Author: Mitch Albom


Lindsay’s Review: The Five People You Meet in Heaven by Mitch Albom

December 14, 2012 Review 2 ★★★★

Lindsay’s Review: The Five People You Meet in Heaven by Mitch AlbomRelease Date: September 23, 2003
Title: The Five People You Meet in Heaven
Author: Mitch Albom
Pages: 196
Publisher: Disney Hyperion
Source: Owned
Available: Barnes and Noble
From the Publisher: From the author of the phenomenal #1 New York Times bestseller Tuesdays with Morrie, a novel that explores the unexpected connections of our lives, and the idea that heaven is more than a place; it's an answer.

Eddie is a wounded war veteran, an old man who has lived, in his mind, an uninspired life. His job is fixing rides at a seaside amusement park. On his 83rd birthday, a tragic accident kills him as he tries to save a little girl from a falling cart. He awakes in the afterlife, where he learns that heaven is not a destination. It's a place where your life is explained to you by five people, some of whom you knew, others who may have been strangers. One by one, from childhood to soldier to old age, Eddie's five people revisit their connections to him on earth, illuminating the mysteries of his "meaningless" life, and revealing the haunting secret behind the eternal question: "Why was I here?"
4 Stars

The theme, “all endings are also beginnings,” has never been more profoundly expressed than in Mitch Albom’s “The Five People You Meet in Heaven.”  Albom is known to have written stories that provide inspiration while looking back on life.  This novel, inspired by his own Uncle Eddie, is no different.  It brings forth a range of emotions from anticipation, apprehensiveness, excitement, joy, and sadness as it tells the story building up to main character Eddie’s death and then the five people he encounters in heaven.  We meet Eddie at the end of his life with the book introducing building up to his death as he tries to save a little girl from an accident at an amusement park.  His days working at Ruby Pier are a full routine of work, loneliness, and regret.  His tragic death on his 83rd birthday seems full of irony, but the irony is yet to be disclosed until all the pieces of the puzzle become clear.  Most books build someone’s life as it eventually progresses to death, whereas this one is different in that it progresses backwards from his death to look back on his journey.  We often look to Heaven as a reprieve meant for lush relaxation away from life’s troubles, but in Albom’s Heaven it is a time for reflection and solving a mystery.  The book includes numerous quotes, which stick out, and a particular quote, which introduces the story, is especially monumental, “There are no random acts.  We are all connected.  Good comes from it.”

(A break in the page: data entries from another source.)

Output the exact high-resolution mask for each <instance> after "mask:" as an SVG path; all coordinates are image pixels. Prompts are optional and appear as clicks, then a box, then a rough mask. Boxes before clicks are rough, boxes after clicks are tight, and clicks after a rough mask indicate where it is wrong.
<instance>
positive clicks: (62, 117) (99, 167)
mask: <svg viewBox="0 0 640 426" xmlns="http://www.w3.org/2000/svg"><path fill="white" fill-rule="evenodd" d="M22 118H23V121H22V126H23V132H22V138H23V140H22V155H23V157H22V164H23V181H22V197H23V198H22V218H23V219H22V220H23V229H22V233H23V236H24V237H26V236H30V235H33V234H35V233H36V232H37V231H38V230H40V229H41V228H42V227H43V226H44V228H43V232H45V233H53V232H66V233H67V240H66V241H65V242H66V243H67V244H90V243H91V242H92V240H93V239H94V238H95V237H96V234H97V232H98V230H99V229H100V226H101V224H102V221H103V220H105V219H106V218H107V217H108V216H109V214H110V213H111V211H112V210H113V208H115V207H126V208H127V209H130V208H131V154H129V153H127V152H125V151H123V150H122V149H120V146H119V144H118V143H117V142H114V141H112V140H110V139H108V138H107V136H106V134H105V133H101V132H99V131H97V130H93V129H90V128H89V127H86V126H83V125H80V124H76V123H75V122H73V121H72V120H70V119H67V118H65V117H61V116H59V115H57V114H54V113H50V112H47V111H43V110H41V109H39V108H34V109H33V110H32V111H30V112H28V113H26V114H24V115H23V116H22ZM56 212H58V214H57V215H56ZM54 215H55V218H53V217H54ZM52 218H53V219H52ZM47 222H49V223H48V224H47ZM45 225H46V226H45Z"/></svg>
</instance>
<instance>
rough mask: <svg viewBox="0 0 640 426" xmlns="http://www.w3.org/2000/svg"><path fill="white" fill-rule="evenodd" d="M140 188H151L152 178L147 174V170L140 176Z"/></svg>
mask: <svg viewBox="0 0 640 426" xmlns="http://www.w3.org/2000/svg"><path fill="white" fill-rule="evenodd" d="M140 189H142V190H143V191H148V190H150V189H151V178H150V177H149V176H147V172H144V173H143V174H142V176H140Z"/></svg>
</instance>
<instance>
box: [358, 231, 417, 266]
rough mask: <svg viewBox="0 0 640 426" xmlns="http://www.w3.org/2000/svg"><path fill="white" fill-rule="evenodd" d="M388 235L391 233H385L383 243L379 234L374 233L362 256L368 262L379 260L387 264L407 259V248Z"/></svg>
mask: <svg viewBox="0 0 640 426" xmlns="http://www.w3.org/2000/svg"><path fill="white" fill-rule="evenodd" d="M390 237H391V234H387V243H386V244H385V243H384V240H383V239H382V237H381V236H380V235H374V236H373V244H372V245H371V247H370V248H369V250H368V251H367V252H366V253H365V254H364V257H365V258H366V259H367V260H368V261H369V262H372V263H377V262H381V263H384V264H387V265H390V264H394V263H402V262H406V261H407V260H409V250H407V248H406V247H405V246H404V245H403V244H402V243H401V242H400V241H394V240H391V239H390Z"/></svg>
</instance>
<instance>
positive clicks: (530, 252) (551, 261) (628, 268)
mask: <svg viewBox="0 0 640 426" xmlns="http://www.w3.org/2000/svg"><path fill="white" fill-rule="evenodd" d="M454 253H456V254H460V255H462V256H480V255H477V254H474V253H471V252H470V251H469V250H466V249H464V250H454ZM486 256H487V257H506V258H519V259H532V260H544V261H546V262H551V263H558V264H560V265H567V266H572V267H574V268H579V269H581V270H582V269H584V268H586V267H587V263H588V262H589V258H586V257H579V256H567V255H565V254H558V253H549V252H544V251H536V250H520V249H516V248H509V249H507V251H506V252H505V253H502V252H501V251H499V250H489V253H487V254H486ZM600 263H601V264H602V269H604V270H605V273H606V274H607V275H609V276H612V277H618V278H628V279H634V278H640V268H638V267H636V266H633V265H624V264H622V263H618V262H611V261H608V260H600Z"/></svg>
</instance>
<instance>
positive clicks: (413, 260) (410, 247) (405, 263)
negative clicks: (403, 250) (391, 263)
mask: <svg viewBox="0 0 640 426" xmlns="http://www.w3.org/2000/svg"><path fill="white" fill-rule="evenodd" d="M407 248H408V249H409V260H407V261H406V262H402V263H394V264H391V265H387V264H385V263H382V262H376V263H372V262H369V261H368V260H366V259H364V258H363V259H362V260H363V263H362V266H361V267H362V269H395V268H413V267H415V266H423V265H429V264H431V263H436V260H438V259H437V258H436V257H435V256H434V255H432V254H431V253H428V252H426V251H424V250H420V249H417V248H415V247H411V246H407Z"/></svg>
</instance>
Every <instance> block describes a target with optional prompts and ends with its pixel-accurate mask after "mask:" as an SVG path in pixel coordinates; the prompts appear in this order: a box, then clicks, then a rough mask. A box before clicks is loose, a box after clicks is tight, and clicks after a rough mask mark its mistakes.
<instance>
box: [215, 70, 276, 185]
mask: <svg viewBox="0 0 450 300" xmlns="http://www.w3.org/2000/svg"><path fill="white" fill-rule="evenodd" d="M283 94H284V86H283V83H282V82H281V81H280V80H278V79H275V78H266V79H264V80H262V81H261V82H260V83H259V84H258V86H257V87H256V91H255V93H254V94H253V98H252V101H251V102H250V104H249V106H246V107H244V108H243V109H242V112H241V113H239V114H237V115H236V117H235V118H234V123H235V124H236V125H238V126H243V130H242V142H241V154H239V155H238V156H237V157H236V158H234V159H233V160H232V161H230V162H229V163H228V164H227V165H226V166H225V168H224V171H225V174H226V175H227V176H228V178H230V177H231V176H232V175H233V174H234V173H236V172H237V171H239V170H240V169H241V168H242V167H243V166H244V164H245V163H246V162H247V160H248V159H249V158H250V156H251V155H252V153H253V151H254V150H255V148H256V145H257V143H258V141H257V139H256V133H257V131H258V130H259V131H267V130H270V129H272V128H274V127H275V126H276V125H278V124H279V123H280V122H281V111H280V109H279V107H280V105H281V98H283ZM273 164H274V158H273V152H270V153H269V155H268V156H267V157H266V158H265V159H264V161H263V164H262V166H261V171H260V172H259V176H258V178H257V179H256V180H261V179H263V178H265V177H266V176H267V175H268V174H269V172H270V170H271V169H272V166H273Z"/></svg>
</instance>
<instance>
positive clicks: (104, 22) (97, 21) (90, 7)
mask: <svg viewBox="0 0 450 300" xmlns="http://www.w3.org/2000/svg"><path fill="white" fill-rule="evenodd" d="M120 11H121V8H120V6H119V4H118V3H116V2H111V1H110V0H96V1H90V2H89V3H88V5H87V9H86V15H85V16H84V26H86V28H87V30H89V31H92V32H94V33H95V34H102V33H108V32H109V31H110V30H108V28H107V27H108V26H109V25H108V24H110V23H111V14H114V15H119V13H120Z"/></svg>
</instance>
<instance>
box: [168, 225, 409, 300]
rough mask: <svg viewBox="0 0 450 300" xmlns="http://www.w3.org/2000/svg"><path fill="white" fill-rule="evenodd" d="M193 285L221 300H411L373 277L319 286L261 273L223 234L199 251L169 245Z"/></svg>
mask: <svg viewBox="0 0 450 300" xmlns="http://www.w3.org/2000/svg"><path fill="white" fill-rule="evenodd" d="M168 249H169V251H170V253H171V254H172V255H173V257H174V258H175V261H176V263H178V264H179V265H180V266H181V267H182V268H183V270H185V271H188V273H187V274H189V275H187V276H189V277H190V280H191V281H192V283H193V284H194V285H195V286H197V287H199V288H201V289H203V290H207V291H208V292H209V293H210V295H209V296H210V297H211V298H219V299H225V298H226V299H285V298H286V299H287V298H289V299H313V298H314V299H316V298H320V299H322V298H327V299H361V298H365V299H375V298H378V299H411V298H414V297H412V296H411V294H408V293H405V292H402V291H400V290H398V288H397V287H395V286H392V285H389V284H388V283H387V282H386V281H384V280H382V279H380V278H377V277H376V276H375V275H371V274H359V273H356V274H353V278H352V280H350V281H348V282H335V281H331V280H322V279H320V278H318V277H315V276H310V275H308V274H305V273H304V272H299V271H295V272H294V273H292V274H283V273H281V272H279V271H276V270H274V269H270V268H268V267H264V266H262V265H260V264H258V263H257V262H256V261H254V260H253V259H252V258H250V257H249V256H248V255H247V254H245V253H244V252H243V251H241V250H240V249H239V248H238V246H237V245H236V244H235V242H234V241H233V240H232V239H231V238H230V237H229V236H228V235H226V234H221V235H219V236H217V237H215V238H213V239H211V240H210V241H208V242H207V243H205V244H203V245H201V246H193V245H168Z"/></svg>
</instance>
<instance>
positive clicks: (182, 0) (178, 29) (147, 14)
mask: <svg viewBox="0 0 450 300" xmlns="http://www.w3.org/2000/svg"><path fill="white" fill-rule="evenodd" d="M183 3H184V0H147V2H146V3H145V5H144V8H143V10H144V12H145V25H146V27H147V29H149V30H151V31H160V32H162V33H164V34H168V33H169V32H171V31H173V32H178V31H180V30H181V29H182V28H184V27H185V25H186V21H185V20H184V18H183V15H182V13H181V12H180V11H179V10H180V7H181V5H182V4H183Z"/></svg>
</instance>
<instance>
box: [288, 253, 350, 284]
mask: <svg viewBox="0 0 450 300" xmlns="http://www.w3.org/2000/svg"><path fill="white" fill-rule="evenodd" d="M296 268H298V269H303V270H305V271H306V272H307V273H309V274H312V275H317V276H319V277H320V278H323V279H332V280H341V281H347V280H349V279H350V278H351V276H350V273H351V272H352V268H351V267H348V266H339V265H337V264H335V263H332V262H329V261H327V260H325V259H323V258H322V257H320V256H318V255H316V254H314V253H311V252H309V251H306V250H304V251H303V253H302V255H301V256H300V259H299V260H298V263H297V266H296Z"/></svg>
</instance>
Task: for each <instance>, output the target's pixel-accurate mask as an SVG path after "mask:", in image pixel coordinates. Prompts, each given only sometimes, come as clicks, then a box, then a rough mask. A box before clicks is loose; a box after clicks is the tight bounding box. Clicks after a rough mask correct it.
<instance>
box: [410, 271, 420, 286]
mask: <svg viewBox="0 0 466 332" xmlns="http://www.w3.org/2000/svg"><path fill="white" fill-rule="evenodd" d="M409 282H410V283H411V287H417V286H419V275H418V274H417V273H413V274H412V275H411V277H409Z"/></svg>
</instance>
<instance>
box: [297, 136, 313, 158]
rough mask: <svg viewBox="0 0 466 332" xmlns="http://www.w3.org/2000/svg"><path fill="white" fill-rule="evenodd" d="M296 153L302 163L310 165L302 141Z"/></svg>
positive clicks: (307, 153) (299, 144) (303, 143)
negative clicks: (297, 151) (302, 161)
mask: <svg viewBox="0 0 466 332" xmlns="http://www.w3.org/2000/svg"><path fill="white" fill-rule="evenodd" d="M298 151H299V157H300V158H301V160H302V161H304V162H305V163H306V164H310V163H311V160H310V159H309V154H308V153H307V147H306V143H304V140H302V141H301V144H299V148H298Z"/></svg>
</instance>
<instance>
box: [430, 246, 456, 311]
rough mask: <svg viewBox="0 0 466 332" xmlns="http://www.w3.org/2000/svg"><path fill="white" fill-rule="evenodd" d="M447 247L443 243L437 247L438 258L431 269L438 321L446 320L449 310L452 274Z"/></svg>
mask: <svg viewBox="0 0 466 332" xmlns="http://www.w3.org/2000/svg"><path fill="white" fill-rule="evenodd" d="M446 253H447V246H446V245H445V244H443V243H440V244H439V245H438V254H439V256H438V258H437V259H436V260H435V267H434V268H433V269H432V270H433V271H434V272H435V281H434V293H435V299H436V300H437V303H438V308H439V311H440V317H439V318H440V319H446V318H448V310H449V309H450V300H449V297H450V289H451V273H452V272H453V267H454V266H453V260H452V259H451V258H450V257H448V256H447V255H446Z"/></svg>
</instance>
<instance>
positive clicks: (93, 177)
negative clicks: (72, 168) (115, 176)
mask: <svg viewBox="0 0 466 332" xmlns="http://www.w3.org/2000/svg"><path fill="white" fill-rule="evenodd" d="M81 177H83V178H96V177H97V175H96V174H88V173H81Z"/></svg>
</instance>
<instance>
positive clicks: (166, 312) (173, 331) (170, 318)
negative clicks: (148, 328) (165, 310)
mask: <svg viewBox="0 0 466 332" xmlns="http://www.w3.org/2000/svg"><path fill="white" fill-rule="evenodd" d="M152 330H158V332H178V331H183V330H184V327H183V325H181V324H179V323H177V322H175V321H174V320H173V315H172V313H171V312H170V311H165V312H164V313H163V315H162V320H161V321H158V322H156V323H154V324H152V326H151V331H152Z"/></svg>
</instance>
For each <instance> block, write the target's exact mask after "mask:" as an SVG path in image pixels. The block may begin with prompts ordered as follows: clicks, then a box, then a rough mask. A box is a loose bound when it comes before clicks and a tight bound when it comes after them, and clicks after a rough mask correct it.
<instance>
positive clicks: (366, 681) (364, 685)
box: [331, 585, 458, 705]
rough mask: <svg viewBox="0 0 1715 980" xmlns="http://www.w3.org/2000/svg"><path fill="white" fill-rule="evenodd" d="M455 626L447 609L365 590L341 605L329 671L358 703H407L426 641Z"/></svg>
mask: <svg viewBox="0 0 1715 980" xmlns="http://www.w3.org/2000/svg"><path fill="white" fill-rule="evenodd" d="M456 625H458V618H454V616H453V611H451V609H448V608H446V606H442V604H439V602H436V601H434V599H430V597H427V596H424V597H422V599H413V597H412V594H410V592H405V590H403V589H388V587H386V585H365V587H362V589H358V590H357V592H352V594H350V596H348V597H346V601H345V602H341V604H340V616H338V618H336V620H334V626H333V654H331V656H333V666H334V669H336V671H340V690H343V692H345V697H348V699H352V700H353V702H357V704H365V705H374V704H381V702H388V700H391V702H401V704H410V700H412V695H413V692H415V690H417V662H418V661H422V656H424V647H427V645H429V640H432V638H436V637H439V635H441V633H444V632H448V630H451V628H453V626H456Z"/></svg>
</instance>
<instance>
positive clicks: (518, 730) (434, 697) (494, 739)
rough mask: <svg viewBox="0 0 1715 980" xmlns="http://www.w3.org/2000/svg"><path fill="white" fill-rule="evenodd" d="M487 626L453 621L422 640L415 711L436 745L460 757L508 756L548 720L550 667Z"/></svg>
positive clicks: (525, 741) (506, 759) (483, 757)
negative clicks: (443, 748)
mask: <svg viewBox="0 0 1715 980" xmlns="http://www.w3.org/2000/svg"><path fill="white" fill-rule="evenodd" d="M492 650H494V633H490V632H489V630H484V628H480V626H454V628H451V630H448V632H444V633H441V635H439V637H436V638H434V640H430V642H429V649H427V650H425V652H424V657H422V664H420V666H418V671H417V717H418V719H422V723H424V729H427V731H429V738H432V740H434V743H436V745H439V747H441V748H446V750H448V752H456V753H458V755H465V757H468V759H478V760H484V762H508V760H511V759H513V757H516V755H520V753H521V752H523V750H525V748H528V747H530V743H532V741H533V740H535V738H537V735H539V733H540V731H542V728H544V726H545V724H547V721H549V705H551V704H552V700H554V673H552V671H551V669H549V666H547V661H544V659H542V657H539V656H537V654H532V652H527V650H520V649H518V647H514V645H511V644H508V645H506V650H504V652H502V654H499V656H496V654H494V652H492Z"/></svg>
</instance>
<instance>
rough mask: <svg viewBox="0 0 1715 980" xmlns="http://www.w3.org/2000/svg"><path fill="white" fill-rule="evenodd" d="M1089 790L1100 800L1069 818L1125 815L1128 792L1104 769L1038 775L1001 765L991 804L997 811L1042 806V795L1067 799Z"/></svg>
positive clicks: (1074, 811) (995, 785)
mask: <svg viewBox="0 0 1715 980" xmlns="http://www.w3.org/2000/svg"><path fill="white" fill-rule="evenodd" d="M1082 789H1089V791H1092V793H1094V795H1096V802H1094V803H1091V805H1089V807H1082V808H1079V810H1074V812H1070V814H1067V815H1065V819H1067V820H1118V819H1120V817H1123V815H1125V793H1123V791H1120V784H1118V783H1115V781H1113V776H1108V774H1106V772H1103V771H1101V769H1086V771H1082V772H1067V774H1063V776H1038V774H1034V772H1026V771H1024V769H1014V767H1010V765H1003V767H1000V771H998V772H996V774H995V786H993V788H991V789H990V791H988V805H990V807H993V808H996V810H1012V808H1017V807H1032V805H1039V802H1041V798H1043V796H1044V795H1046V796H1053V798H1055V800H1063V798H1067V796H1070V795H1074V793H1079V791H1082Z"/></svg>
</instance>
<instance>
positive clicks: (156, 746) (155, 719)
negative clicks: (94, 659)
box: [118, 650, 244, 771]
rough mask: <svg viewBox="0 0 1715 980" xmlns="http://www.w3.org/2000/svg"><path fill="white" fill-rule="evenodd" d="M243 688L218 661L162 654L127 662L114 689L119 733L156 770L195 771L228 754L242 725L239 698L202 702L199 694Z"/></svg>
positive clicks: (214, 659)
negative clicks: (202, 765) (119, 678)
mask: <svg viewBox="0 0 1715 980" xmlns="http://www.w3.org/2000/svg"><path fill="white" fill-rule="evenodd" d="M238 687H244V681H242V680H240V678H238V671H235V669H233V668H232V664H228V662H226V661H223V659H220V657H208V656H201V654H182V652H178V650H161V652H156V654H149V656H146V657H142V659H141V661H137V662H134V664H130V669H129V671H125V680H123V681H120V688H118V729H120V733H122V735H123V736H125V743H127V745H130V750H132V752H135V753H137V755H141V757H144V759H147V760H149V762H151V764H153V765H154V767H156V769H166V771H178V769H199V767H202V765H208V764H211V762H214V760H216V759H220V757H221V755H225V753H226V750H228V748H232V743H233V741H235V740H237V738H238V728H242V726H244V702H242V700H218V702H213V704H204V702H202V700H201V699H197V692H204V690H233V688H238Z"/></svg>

As soon as he leaves Earth he is introduced to people who are there to make sense of his time spent living.  Each of these individuals has some connection to Eddie during his time on Earth although some he did not directly interact with.  They are loved ones and distant strangers, but all played an important part.  Albom uses the introduction of these five characters to reflect back on Eddie’s life while also integrating them to the progression of his life with each birthday that he experiences.  We meet the Blue Man who met his death early in avoiding hitting Eddie with a car, a Captain whom Eddie served under during his time in World War II, his estranged father via an introduction by the legendary Ruby, and a couple of others.  It seems that despite Eddie’s whole life trying to escape Ruby Pier and all the excitement that encompasses an amusement park all elements continued to lead him back to it despite his desire to spread his wings and separate himself from it.  Sometimes that is true of life though.  There is that one piece someone feels like they need to get away from when really it is that very element which brings all the meaning in their life together.

Not everyone he meets is expected, but each person shines a light on an aspect of Eddie’s life that may not have made as much sense before and teaches him a lesson.  This story shows that every trip we take in life, every person we meet, every hardship we survive, and every experience we live through meaning.  Every end leads to some other beginning.  We cannot escape even the small moments.  And what we may not see in front of us has greater value than we can imagine.  My favorite closing quote was, “That each life affects the other and the other affects the next, and the world is full of stories but the stories are all one.”